SINGAPORE – In this day and age of information overload and product oversaturation, great clothes are just the starting point for designers who truly want to stand out.
To make a real, resonant impact – not just commercially, but also culturally – designers have to produce works imbued with not just smarts, but also heart.
Some do it by turning sleeping beauties and dusty brands into the industry’s most exciting, most-watched names – like Daniel Roseberry at Schiaparelli and Casey Cadwallader at Mugler.
Others infiltrate every aspect of the culture compellingly, like Demna Gvasalia at Balenciaga. And then there are those who build a luxury brand unlike any other – think Jonathan Anderson and his idiosyncratic and soulful Loewe.
In the past year, Demna has demonstrated a breadth of vision that is simply stunning.

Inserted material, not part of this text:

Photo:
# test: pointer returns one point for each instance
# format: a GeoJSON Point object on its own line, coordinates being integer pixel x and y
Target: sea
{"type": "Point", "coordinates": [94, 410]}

First, the Georgian designer conquered the highest echelon of fashion with a spectacular revival of Balenciaga’s haute couture. His follow-up, though, was as accessible as it gets: a collaboration with American rapper Kanye West’s Yeezy and fast fashion label Gap.

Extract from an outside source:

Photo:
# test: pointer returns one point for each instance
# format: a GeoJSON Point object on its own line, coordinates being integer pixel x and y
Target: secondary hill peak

He has managed to tap the lucrative and considerable gamer community – first with a virtual-reality game to present his fall 2021 collection and then with a partnership with online video game Fortnite, through which products both virtual and physical were released.
Shortly after that, in September, Gvasalia and Balenciaga dominated the Met Gala, arguably fashion’s most elite event, by dressing boldfaced names such as singer Rihanna and reality television star Kim Kardashian.
Less than a month later, Gvasalia upended the traditional fashion show and won Paris Fashion Week through a partnership with one of pop culture’s biggest and most enduring brands, the animated series The Simpsons.
Disparate as all these ventures sound on paper, in Gvasalia’s vision, they are all cohesive parts of one grand scheme.
As he told The New York Times: “My mission is to give people the best ingredients I can to create their own character and have fun with it. That’s what fashion is about.”
Like Gvasalia, Anderson is building a brand in a 360-degree manner. His approach is to place craft at the nexus of his every undertaking at Loewe.
It is why the brand can convincingly go from collaborations with the estates of textile designers William Morris and CFA Voysey to partnerships with the likes of Japanese animation film studio Studio Ghibli.